My old storm chasing forum signature used to be “Keep your eyes to the skies”, but over the past weeks or so the skies have held much of nothing. During the summer months the reason for the hot weather is due to a high pressure system which steadies itself over the western parts of the country, this high pressure system holds back cold fronts and in the process brings up sunny skies and wind. This means that we generally only have a couple of days where there are clouds present, apart from fair weather cloud clothes over the mountains, which hold little surprises (treats) when it comes to sunrise or sunset. We rely on certain forms of weather for different sunrise and sunset results, this is something I addressed in another post over here:
Anyway, my girlfriend and I had been wanting to head out to take some photographs; She has recently found that it is something she highly enjoys and as an artistic person, usually with paper, is happy to have found a new medium to use to create.
The problem we found ourselves in was one where I am not at all keen to head out into the field to take landscape photographs without there being at least some cloud present, or the sky just feels like a dull blank canvas. It almost feels like publishing a book with the last 20 pages missing.
Finally on Saturday evening there were a few small hints of cirrus in the sky, and we decided to make a short trip from Kenilworth, through to Rhodes Memorial, which overlooks Cape Town facing north.
It had been a good decade and a half since my previous visit to Rhodes Memorial, but I still remembered it distinctly, the stairs, the railings, the parking lot and the restaurant.
On our arrival, we moved to the ledge that overlooked the city, the wind now biting our necks and arms. The shadow of Table Mountain cast what I deemed an undesirable shadow over much of the foreground. I then noticed the Athlone building, the one that was next to the Athlone Towers, prior to their destruction. The building is an amazing piece of industrial art by itself, shattered windows lined up on brick walls, towers leading up to the skies – but the old rusted metal fence that contains the beast makes it impossible to access. Now standing around 10 kilometers from the building, I replaced my Sigma 10-20mm with my Canon 400mm 5.6 and attempted to capture at least some of the power that this building seems to hold. The result was very different to my desired shots I’d like to get from with inside the fence, but I was pleased with the result regardless, specifically the fact that as the image slowly fades into the distance, you can see less industrial and suburban buildings, and begin to see more of nature, hills and mountains. The contrast between the untarnished mountain in the back and the abandoned old factory building in the foreground was something I found very appealing, and I rarely try to look for meaning or symbolism within a photograph.
Cathryn was left to wonder around the grass areas, focusing on the trees surrounding the monument, while I headed up and made the pillars my main focus. I am a complete sucker for symmetry, especially in photography, and even though it’s a basic rule of photography to not center your focus point, I will sometimes disobey that thought and be happy with the result.
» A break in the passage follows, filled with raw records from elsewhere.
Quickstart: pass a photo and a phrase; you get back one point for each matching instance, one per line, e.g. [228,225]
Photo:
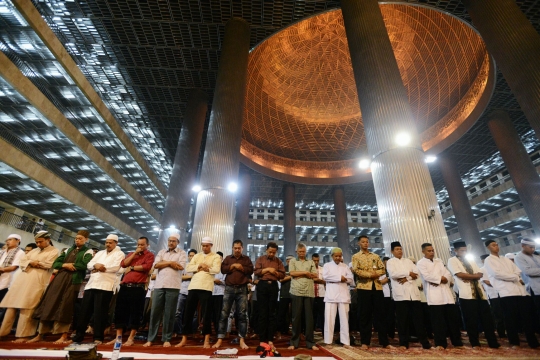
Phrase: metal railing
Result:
[25,224]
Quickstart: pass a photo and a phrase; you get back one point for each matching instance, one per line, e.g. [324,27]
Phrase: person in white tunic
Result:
[472,298]
[442,308]
[403,274]
[504,276]
[28,287]
[337,298]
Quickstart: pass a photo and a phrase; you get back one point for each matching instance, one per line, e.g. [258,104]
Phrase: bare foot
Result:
[39,337]
[183,342]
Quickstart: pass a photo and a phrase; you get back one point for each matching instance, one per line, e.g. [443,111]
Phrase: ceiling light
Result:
[364,164]
[430,158]
[232,187]
[403,139]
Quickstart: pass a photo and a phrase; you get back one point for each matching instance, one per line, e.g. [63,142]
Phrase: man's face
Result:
[80,240]
[207,248]
[110,244]
[493,247]
[271,252]
[42,243]
[528,249]
[172,243]
[461,252]
[337,257]
[364,243]
[237,250]
[12,243]
[429,252]
[141,245]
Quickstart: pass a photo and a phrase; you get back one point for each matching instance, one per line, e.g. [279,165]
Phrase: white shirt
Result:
[320,290]
[167,277]
[337,291]
[398,269]
[504,276]
[5,278]
[464,289]
[219,289]
[490,290]
[431,272]
[105,280]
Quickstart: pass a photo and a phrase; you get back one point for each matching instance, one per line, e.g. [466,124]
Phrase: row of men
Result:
[52,305]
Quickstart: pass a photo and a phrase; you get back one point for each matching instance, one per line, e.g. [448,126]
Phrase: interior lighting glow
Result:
[364,164]
[403,139]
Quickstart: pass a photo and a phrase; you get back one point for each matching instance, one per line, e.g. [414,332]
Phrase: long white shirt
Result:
[504,276]
[464,289]
[337,291]
[431,272]
[398,269]
[105,280]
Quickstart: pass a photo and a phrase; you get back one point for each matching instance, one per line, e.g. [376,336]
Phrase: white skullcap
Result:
[207,240]
[527,241]
[112,237]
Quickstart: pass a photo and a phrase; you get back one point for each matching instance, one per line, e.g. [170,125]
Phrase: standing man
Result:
[130,300]
[338,277]
[368,267]
[442,307]
[504,277]
[205,266]
[100,288]
[169,264]
[237,269]
[302,271]
[494,300]
[56,309]
[403,274]
[318,301]
[269,269]
[28,288]
[529,264]
[9,262]
[472,298]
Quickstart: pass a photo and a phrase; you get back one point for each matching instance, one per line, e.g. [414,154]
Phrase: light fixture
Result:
[364,164]
[232,187]
[430,159]
[403,139]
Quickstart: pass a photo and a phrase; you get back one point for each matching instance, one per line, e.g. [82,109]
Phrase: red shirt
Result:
[138,277]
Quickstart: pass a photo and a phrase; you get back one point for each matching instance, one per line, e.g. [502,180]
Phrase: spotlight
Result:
[232,187]
[430,159]
[403,139]
[364,164]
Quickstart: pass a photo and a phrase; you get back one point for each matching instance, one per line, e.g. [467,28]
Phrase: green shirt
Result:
[302,286]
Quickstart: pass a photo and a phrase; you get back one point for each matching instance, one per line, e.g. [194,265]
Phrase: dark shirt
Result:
[264,262]
[138,277]
[236,277]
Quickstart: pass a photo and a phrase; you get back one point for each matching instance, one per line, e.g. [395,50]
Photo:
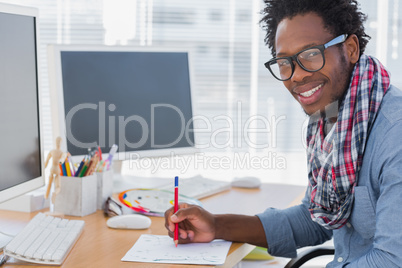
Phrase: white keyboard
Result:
[45,240]
[199,187]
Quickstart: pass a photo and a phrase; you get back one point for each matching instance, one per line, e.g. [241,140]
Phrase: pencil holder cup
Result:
[104,187]
[77,196]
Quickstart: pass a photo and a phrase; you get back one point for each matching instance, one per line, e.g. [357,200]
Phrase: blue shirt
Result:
[373,235]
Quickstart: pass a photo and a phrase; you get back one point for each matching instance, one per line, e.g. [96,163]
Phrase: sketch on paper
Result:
[161,249]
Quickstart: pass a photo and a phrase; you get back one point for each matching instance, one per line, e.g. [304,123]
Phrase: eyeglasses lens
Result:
[311,60]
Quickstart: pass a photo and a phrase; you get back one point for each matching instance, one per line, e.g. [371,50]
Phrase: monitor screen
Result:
[20,143]
[139,100]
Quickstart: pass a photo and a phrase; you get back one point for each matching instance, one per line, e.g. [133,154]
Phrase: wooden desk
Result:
[100,246]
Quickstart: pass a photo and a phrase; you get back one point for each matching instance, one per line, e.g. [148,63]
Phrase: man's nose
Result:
[299,74]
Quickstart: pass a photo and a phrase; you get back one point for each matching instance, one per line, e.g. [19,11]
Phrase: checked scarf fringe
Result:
[334,161]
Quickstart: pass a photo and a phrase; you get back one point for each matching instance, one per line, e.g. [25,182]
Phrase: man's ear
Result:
[352,48]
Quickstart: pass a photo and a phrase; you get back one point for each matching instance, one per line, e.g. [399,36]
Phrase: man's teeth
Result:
[310,92]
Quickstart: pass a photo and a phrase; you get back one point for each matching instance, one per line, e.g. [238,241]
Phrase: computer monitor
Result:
[138,98]
[21,165]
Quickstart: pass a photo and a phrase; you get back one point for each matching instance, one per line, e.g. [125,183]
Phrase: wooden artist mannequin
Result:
[58,157]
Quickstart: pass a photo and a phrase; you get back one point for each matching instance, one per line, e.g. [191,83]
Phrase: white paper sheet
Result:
[161,249]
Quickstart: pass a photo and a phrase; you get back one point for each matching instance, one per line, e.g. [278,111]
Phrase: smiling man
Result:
[354,149]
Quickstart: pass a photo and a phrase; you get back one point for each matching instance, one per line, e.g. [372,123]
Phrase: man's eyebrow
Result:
[302,48]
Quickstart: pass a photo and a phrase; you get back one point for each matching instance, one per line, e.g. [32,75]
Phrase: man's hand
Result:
[195,224]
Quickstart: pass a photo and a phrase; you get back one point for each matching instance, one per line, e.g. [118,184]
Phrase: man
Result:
[354,148]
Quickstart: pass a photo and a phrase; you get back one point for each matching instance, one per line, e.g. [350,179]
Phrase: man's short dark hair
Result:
[339,16]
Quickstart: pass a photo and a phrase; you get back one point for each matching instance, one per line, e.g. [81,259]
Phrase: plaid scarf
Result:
[334,160]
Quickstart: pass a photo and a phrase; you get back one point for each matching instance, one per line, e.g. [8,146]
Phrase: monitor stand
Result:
[4,240]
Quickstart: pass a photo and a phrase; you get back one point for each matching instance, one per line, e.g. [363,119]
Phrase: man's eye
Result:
[283,64]
[310,54]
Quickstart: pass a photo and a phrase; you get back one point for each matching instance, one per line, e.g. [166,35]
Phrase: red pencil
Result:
[176,207]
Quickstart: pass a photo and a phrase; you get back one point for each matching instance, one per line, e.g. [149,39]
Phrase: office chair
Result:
[309,254]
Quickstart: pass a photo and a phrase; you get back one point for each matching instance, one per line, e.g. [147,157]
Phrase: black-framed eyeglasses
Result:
[310,59]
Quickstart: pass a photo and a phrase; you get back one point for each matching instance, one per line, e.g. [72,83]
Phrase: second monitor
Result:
[135,98]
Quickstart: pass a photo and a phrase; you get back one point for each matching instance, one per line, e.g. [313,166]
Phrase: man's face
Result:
[313,90]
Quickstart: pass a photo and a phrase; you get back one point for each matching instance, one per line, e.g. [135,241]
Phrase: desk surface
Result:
[99,246]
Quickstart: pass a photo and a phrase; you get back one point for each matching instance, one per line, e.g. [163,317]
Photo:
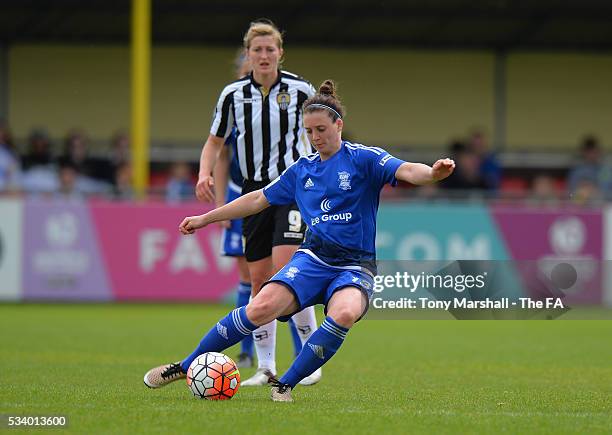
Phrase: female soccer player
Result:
[265,110]
[228,186]
[337,190]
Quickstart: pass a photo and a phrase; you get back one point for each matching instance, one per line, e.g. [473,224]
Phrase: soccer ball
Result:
[213,376]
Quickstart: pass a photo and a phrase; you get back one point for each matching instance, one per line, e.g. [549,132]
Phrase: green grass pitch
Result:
[87,362]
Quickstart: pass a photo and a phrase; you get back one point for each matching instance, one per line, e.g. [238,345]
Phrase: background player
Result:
[337,190]
[228,186]
[265,108]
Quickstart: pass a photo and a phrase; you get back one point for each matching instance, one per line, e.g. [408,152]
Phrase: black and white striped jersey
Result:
[269,129]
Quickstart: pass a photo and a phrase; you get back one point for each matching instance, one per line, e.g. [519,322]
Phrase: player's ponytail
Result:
[326,100]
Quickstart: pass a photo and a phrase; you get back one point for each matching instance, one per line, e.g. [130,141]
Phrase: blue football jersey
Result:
[338,199]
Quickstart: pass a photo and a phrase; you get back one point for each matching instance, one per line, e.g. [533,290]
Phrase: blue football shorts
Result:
[314,282]
[231,239]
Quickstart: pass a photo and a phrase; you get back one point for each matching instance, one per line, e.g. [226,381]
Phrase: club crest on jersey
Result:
[283,99]
[344,180]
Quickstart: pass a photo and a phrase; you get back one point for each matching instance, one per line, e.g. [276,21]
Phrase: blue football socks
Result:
[244,293]
[297,342]
[227,332]
[319,348]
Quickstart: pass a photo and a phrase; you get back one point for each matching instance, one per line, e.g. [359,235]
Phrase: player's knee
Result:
[344,316]
[260,311]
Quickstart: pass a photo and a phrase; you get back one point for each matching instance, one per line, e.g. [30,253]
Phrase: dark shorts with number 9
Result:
[275,226]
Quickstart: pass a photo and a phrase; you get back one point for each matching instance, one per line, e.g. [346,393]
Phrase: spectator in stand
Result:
[90,178]
[117,156]
[122,185]
[39,150]
[543,190]
[489,167]
[39,169]
[10,168]
[591,177]
[467,175]
[68,178]
[180,185]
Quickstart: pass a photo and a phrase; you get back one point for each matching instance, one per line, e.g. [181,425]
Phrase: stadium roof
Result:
[498,24]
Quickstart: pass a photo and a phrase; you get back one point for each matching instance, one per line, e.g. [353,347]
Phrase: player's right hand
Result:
[191,223]
[205,188]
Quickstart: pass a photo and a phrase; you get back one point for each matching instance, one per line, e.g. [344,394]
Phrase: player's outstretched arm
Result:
[208,159]
[246,205]
[420,174]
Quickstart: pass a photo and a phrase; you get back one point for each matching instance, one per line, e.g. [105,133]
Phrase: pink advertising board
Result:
[146,257]
[539,239]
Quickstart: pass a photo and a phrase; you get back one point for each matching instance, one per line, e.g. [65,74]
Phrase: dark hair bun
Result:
[328,88]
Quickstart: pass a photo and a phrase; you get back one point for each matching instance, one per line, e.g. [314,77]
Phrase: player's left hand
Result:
[442,169]
[192,223]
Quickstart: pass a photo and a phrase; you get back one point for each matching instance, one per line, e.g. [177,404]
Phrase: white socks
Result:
[265,346]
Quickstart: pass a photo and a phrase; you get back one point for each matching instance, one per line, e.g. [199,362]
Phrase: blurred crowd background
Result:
[517,93]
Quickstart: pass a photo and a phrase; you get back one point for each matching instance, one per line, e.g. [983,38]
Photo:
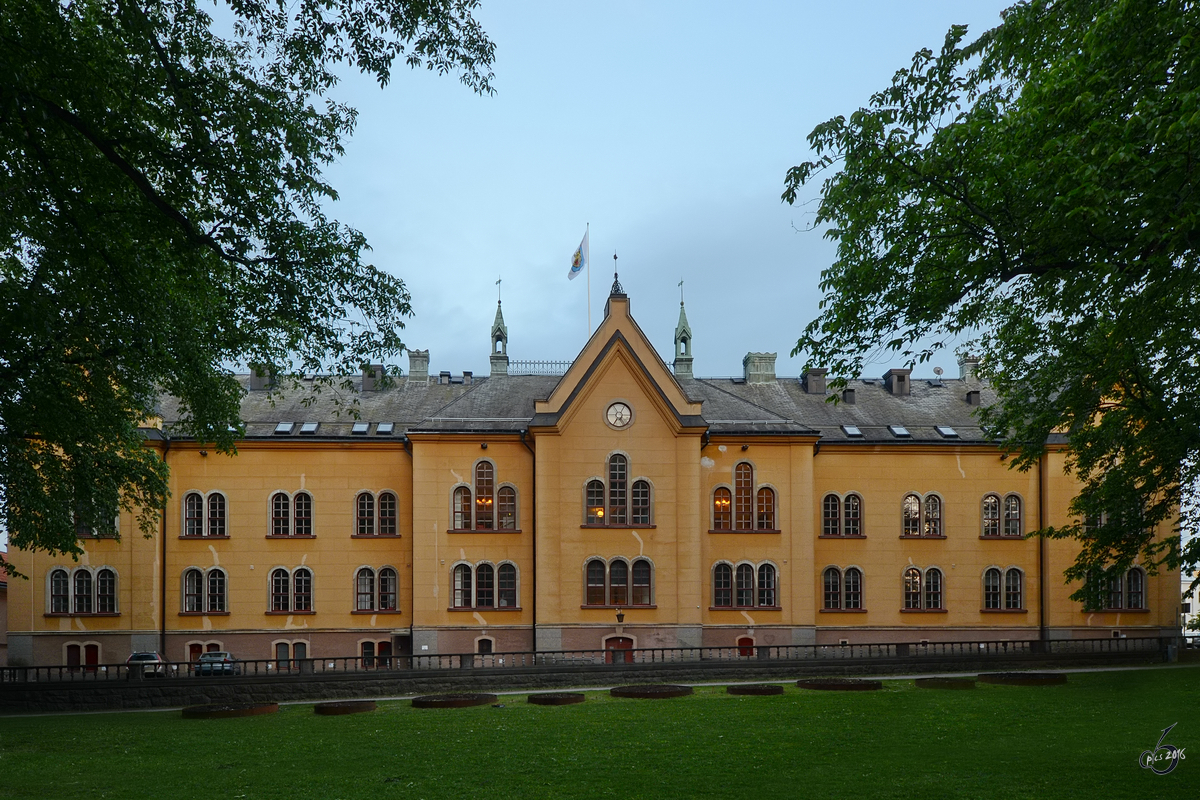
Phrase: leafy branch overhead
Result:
[1032,196]
[162,217]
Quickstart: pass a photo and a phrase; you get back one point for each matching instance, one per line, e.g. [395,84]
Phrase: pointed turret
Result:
[683,346]
[499,343]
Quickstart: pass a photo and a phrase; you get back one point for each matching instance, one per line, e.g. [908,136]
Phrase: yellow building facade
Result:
[521,512]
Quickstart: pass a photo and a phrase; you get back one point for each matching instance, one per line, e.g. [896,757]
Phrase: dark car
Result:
[145,665]
[216,662]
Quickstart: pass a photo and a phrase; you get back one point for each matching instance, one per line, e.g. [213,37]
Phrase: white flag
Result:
[580,259]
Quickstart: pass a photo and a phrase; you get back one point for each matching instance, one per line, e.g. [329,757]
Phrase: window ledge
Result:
[750,530]
[389,611]
[487,608]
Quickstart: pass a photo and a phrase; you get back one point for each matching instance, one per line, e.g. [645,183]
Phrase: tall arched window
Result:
[485,495]
[743,494]
[766,516]
[853,588]
[990,515]
[364,590]
[723,585]
[364,515]
[723,510]
[618,477]
[832,581]
[912,588]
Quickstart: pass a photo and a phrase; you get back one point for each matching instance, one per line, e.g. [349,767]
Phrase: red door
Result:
[624,648]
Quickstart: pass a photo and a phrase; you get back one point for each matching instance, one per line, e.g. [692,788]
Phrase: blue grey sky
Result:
[667,126]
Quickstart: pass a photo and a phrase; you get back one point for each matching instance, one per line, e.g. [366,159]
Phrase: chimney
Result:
[372,373]
[897,380]
[814,382]
[759,367]
[261,378]
[419,366]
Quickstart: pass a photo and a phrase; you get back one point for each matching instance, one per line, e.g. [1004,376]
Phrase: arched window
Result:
[641,504]
[60,593]
[216,515]
[641,595]
[83,597]
[389,590]
[216,591]
[595,503]
[831,516]
[485,495]
[281,515]
[485,585]
[933,516]
[1135,589]
[507,505]
[303,504]
[462,593]
[723,510]
[766,517]
[364,515]
[364,589]
[389,524]
[832,581]
[462,509]
[507,587]
[193,515]
[991,589]
[910,513]
[743,492]
[281,590]
[912,588]
[1013,597]
[193,591]
[767,587]
[990,515]
[618,477]
[933,589]
[853,588]
[723,585]
[618,583]
[853,516]
[743,577]
[1012,516]
[595,583]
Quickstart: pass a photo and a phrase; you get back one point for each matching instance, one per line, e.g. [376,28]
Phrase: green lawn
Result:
[1080,740]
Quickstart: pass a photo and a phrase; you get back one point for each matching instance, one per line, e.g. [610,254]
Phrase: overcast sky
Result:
[669,127]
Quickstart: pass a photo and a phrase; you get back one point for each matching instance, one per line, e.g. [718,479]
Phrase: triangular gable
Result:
[618,332]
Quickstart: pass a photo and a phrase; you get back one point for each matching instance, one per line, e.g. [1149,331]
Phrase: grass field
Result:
[1079,740]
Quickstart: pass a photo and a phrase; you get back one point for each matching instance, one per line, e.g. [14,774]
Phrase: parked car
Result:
[151,665]
[216,662]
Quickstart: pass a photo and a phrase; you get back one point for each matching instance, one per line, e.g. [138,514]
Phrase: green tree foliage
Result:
[161,220]
[1032,197]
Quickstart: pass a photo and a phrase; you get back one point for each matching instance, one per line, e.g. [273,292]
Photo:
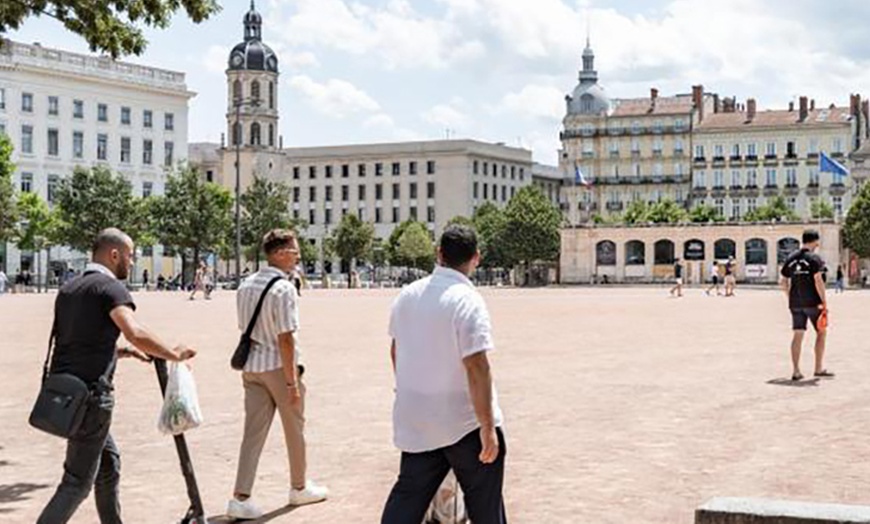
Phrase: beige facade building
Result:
[647,253]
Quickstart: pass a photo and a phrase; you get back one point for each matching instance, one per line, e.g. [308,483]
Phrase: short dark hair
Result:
[110,238]
[810,236]
[458,245]
[277,239]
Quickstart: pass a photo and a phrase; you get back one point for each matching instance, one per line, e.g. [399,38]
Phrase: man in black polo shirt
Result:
[90,312]
[804,283]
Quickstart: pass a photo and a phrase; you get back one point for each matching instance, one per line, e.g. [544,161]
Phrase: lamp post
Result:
[237,135]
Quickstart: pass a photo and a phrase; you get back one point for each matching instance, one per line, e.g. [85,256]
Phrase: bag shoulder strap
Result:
[256,315]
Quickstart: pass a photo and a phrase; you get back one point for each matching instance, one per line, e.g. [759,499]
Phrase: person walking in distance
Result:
[677,290]
[273,376]
[446,413]
[803,282]
[89,313]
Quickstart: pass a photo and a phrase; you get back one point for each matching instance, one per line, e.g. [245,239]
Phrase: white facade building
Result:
[63,110]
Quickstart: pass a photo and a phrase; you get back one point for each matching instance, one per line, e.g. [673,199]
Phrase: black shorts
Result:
[800,316]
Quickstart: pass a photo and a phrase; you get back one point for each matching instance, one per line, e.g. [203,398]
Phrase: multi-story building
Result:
[385,184]
[628,149]
[63,110]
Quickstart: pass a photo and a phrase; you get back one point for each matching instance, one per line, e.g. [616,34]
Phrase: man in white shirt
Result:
[446,412]
[272,376]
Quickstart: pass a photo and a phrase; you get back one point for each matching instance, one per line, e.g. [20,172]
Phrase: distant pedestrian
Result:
[714,279]
[446,413]
[677,290]
[804,284]
[90,312]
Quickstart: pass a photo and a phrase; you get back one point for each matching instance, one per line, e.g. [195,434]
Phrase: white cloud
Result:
[335,98]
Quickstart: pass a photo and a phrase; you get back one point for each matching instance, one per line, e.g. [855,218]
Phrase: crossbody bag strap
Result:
[256,315]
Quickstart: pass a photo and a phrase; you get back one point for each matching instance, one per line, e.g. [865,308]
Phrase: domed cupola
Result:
[253,54]
[588,97]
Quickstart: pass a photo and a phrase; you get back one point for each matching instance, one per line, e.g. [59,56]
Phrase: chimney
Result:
[698,100]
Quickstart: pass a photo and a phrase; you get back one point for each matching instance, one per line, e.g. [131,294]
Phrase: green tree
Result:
[821,209]
[92,200]
[193,216]
[7,191]
[856,230]
[703,214]
[415,246]
[111,26]
[353,239]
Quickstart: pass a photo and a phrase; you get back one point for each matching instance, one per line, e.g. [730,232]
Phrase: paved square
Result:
[622,406]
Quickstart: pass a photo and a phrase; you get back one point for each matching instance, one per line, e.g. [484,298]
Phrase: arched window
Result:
[664,252]
[693,250]
[237,90]
[724,248]
[786,247]
[756,252]
[605,253]
[635,253]
[237,134]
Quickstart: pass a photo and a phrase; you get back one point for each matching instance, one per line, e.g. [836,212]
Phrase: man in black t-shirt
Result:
[803,282]
[91,311]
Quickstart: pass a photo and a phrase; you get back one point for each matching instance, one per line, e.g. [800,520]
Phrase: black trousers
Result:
[421,474]
[92,460]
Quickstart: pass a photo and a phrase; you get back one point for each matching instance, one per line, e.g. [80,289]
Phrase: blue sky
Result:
[498,70]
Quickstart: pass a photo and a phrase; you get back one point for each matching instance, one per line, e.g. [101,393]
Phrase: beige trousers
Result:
[264,393]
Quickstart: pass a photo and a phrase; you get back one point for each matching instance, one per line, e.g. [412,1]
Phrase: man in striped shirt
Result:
[272,376]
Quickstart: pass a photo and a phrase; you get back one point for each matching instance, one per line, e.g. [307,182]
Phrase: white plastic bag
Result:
[180,404]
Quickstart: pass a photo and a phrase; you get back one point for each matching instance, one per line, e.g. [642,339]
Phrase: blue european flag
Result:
[829,165]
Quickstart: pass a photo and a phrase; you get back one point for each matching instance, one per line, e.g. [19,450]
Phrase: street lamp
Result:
[238,103]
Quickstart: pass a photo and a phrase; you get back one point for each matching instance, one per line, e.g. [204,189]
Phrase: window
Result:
[53,142]
[52,187]
[27,139]
[26,182]
[78,144]
[125,150]
[147,152]
[168,153]
[102,147]
[26,102]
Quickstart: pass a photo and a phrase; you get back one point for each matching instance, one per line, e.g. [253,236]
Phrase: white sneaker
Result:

A homeless man was sitting next to ol’ Cecil at the top of the monument stairs,looking over a city which had abandoned him. He was not young, but not old either.. Slightly greying, slipping away, somewhat like the sun at that minute. I wished I had the ability to approach him and to take photographs where he was the focus, but I had no change on me and I feel as though it would only be right to use him for my own personal gains if I were to provide something in return. Instead I sneaked a few shots using my wide angle lens, where he wouldn’t know he was being photographed.
We were then offered by the manager, to take advantage of the views present from the top of the roof. The roof is an area that is usually off limits, and was hidden behind a door marked “No Entry”. He opened the door for us, and we slowly climbed a set of dark, stairs in a tiny corridor that felt as though it lead to the depths of Satan’s lair. The wind up on the roof was unbearable and it was only a few minutes before we couldn’t take any more of the icy chill and headed back down and to the car.
I think that Rhodes Memorial, while offering some decent photographs, is still a place that can be appreciated more by the eye and a camera can’t really capture it effectively. None the less it was a pretty good evening adventure without much travel needed.